Consistent with these findings, Gremel and Costa (2013) have recently shown that neural activity in both DMS and DLS carry signals related to both goal-directed behavior and habitual action. However, they found that modulation of firing in DMS and DLS was more prominent when behaviors were goal-directed and stimulus driven, respectively. They were able to demonstrate this in their task (unlike ours) because it allowed for a clean dissociation between goal- and stimulus-driven behavior by training animals on either a random ratio or random- interval schedule of reinforcement, respectively. Reinforcer devaluation confirmed that behaviors under these schedules were indeed goal- and habit-driven (Gremel and Costa, 2013). Consistent with previous work, lesions to DMS hindered goal-directed decisions promoting habitual behavior during performance of their task, whereas lesions to DLS hindered habitual responding, forcing animals to be goal-driven. In both cases, animals could still perform the task, but were using different functional mechanisms to control behavior. These results suggest that neural correlates that control goal-directed and habitual actions are processed in parallel, and that these regions are modulated differently depending on the mechanism that is ultimately controlling behavior.
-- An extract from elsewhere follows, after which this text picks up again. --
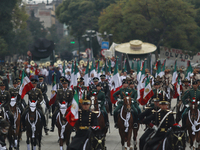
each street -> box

Other studies also report no large-scale differences between encoding in DLS and DMS, but do show a striking dissociation between areas during different task events and stages of training (Yin et al., 2009; Thorn et al., 2010). It has been shown that DLS neurons exhibit heightened selectivity during action portions of various tasks, which emerge steadily during task acquisition. In contrast, neural activity in DMS was selective early in acquisition when animals were making cue-based decisions. Excitotoxic lesions targeting DMS and DLS confirmed the importance of these signals during learning. DMS lesions impaired rat performance during early phases of training, but had no effect on performance after extended training. Lesions to DLS affected skill learning during the early phases of training and throughout the rest of training as well.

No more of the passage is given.